Report on Gareloi (United States) — November 1980
Scientific Event Alert Network Bulletin, vol. 5, no. 11 (November 1980)
Managing Editor: David Squires.
Gareloi (United States) Aircraft samples stratospheric plume
Please cite this report as:
Global Volcanism Program, 1980. Report on Gareloi (United States) (Squires, D., ed.). Scientific Event Alert Network Bulletin, 5:11. Smithsonian Institution. https://doi.org/10.5479/si.GVP.SEAN198011-311070
51.79°N, 178.794°W; summit elev. 1573 m
All times are local (unless otherwise noted)
On 10 and 11 August, SO2 from a fresh volcanic plume was detected from a research aircraft (flown by NASA under contract from the U.S. Department of Energy) at 19.2 km altitude just S of Anchorage Alaska.
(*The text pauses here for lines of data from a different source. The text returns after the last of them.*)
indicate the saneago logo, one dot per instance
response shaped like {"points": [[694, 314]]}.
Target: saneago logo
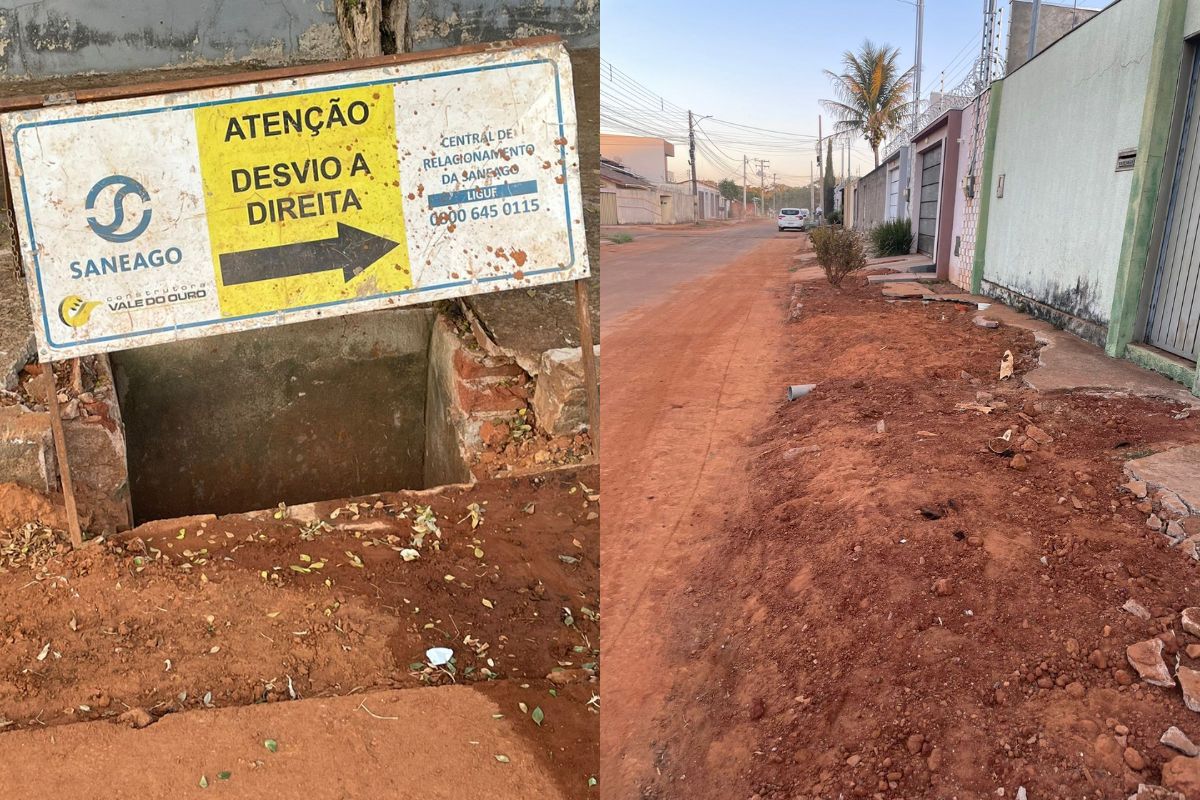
{"points": [[75, 311], [112, 230]]}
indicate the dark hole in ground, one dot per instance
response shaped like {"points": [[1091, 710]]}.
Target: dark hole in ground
{"points": [[307, 411]]}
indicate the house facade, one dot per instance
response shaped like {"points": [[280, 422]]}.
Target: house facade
{"points": [[1089, 203], [882, 194]]}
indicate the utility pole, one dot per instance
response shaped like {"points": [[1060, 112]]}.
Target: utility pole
{"points": [[989, 44], [1033, 29], [916, 74], [813, 208], [691, 158], [745, 161], [762, 181]]}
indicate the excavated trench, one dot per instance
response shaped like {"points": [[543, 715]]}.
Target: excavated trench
{"points": [[331, 408]]}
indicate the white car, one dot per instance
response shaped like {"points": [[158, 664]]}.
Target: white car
{"points": [[791, 218]]}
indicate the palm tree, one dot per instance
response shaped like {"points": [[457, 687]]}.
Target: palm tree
{"points": [[873, 94]]}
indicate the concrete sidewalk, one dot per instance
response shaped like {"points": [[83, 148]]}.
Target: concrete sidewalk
{"points": [[435, 744]]}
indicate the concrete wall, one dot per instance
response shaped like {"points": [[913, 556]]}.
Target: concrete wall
{"points": [[870, 198], [64, 37], [873, 192], [637, 205], [59, 37], [966, 208], [640, 155], [448, 23], [1054, 23], [1055, 235], [299, 413]]}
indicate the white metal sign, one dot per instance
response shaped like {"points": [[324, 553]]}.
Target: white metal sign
{"points": [[197, 212]]}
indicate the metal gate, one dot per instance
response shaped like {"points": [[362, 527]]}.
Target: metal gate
{"points": [[1174, 320], [930, 193], [893, 198]]}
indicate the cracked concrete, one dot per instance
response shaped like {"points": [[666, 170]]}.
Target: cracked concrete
{"points": [[1067, 362], [1174, 470]]}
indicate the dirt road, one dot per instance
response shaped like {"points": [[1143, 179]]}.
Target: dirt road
{"points": [[687, 379], [852, 595], [277, 625], [642, 272]]}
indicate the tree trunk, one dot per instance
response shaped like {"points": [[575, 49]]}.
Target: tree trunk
{"points": [[360, 25]]}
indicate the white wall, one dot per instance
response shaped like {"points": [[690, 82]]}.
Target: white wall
{"points": [[1056, 234], [647, 157]]}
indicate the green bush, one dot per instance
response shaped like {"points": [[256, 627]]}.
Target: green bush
{"points": [[839, 252], [892, 238]]}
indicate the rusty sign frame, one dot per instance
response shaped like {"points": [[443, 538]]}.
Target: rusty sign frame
{"points": [[215, 314], [149, 89]]}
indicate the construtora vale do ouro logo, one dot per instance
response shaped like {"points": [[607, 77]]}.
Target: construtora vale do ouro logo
{"points": [[75, 311], [109, 221]]}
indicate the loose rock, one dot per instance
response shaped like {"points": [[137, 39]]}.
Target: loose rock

Imagery returned 8 August at 1010 by the NOAA 6 satellite shows a high-altitude plume appearing to originate from the vicinity of Gareloi. Using a drift rate of 30 km/hour, Los Alamos National Laboratory (LANL) personnel calculated that the eruption that produced this plume had probably ended about 10 hours earlier. Later visual and infrared images show the plume moving toward the Anchorage area, about 2,000 km from Gareloi, at a rate that could have brought it to the sampling area by 10 August. The eruption column seen emerging from Gareloi 9 August by a commercial pilot was also present on satellite images, but clearly was not large enough and did not reach a high enough altitude to have been the source of the material sampled 10-11 August. Wind conditions also preclude the 7 August eruption clouds from Mt. St. Helens as a source for SO2 in the Anchorage area at this time.
Further Reference. Sedlacek, W.A., Mroz, E.J., and Heiken, G., 1981, Stratospheric sulfate from the Gareloi eruption, 1980: contribution to the "ambient" aerosol by a poorly documented volcanic eruption: Geophysical Research Letters, v. 8, p. 761-764.
Geological Summary. The 8 x 10 km Gareloi Island, the northernmost volcano of the Delarof Group at the western end of the Andreanof Islands, consists of a stratovolcano with two summits and a prominent SE-trending fissure. The fissure was formed during an eruption in 1929 and extends from the southern summit to the sea. Steep sea cliffs that are cut into rocks of an older, eroded center are found on the SW coast, and submarine deposits of three debris avalanches produced by edifice collapse are found offshore. Young lava flows cover the older volcano from the summit to the coast along three broad axes trending NW, ENE, and S. The 1929 eruption originated from 13 craters along a 4-km-long fissure. Phreatic explosions were followed by the ejection of glassy pumice, lapilli, scoria, and older blocks, as well as by the emission of four short, steep lava flows, one of which reached the SE coast.
Information Contacts: W. Sedlacek, G. Heiken, and E. Mroz, LANL.